The kernel-rt packages contain the Linux kernel, the core of any Linux operating system.

This update fixes the following security issues :

* A heap-based buffer overflow flaw was found in the Linux kernel's iSCSI target subsystem. A remote attacker could use a specially crafted iSCSI request to cause a denial of service on a system or, potentially, escalate their privileges on that system. (CVE-2013-2850, Important)

* A flaw was found in the Linux kernel's Performance Events implementation. On systems with certain Intel processors, a local, unprivileged user could use this flaw to cause a denial of service by leveraging the perf subsystem to write into the reserved bits of the OFFCORE_RSP_0 and OFFCORE_RSP_1 model-specific registers.
(CVE-2013-2146, Moderate)

* An invalid pointer dereference flaw was found in the Linux kernel's TCP/IP protocol suite implementation. A local, unprivileged user could use this flaw to crash the system or, potentially, escalate their privileges on the system by using sendmsg() with an IPv6 socket connected to an IPv4 destination. (CVE-2013-2232, Moderate)

* Two flaws were found in the way the Linux kernel's TCP/IP protocol suite implementation handled IPv6 sockets that used the UDP_CORK option. A local, unprivileged user could use these flaws to cause a denial of service. (CVE-2013-4162, CVE-2013-4163, Moderate)

* A flaw was found in the Linux kernel's Chipidea USB driver. A local, unprivileged user could use this flaw to cause a denial of service.
(CVE-2013-2058, Low)

* Information leak flaws in the Linux kernel could allow a privileged, local user to leak kernel memory to user-space. (CVE-2013-2147, CVE-2013-2164, CVE-2013-2234, CVE-2013-2237, Low)

* Information leak flaws in the Linux kernel could allow a local, unprivileged user to leak kernel memory to user-space. (CVE-2013-2141, CVE-2013-2148, Low)

* A format string flaw was found in the Linux kernel's block layer. A privileged, local user could potentially use this flaw to escalate their privileges to kernel level (ring0). (CVE-2013-2851, Low)

* A format string flaw was found in the b43_do_request_fw() function in the Linux kernel's b43 driver implementation. A local user who is able to specify the 'fwpostfix' b43 module parameter could use this flaw to cause a denial of service or, potentially, escalate their privileges. (CVE-2013-2852, Low)

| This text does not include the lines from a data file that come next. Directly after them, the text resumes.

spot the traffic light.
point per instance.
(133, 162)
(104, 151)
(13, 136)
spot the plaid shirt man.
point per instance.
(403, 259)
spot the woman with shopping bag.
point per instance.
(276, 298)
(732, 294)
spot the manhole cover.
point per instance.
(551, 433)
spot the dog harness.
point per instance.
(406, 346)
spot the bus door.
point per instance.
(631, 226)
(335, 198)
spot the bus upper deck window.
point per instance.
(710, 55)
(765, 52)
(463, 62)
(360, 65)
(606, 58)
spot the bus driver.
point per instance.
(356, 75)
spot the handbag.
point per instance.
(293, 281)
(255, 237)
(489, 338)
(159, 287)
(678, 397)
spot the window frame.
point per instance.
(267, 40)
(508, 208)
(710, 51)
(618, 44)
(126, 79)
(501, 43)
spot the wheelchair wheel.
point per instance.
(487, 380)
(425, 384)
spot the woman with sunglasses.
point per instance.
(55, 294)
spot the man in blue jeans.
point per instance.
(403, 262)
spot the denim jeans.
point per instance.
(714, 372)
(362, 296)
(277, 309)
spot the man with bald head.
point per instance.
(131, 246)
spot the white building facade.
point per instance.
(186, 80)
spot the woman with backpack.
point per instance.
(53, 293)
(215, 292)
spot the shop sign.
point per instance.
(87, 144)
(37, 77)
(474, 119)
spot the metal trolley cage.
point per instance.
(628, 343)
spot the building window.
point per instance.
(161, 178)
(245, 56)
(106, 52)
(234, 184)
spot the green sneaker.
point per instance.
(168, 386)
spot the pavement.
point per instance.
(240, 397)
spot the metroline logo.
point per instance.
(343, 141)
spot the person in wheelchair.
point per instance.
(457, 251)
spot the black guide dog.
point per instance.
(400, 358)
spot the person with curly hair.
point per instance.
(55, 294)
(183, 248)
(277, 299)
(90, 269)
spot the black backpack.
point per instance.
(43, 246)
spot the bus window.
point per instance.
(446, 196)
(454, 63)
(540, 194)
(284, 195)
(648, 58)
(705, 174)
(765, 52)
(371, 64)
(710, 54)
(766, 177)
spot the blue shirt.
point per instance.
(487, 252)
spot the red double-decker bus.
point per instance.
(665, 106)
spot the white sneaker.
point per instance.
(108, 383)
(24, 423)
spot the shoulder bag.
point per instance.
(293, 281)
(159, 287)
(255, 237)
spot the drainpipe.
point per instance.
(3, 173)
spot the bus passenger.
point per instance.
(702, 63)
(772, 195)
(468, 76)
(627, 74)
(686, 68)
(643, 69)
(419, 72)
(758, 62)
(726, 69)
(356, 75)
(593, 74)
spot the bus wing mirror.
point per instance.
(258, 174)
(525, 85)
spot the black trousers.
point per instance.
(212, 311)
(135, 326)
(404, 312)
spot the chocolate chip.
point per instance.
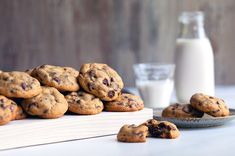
(132, 105)
(119, 103)
(23, 85)
(92, 73)
(215, 111)
(111, 79)
(80, 93)
(56, 79)
(97, 107)
(91, 86)
(130, 100)
(45, 111)
(12, 108)
(131, 126)
(106, 82)
(3, 106)
(161, 125)
(32, 105)
(42, 66)
(111, 94)
(5, 78)
(187, 109)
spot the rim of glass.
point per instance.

* A NULL pointer dereference flaw was found in the Linux kernel's ftrace and function tracer implementations. A local user who has the CAP_SYS_ADMIN capability could use this flaw to cause a denial of service. (CVE-2013-3301, Low)

Red Hat would like to thank Kees Cook for reporting CVE-2013-2850, CVE-2013-2851, and CVE-2013-2852; and Hannes Frederic Sowa for reporting CVE-2013-4162 and CVE-2013-4163.

This update also fixes the following bugs :

* The following drivers have been updated, fixing a number of bugs:
myri10ge, bna, enic, mlx4, bgmac, bcma, cxgb3, cxgb4, qlcnic, r8169, be2net, e100, e1000, e1000e, igb, ixgbe, brcm80211, cpsw, pch_gbe, bfin_mac, bnx2x, bnx2, cnic, tg3, and sfc. (BZ#974138)

* The realtime kernel was not built with the CONFIG_NET_DROP_WATCH kernel configuration option enabled. As such, attempting to run the dropwatch command resulted in the following error :

Unable to find NET_DM family, dropwatch can't work Cleaning up on socket creation error

With this update, the realtime kernel is built with the CONFIG_NET_DROP_WATCH option, allowing dropwatch to work as expected.
(BZ#979417)

Users should upgrade to these updated packages, which upgrade the kernel-rt kernel to version kernel-rt-3.6.11.5-rt37, and correct these issues. The system must be rebooted for this update to take effect.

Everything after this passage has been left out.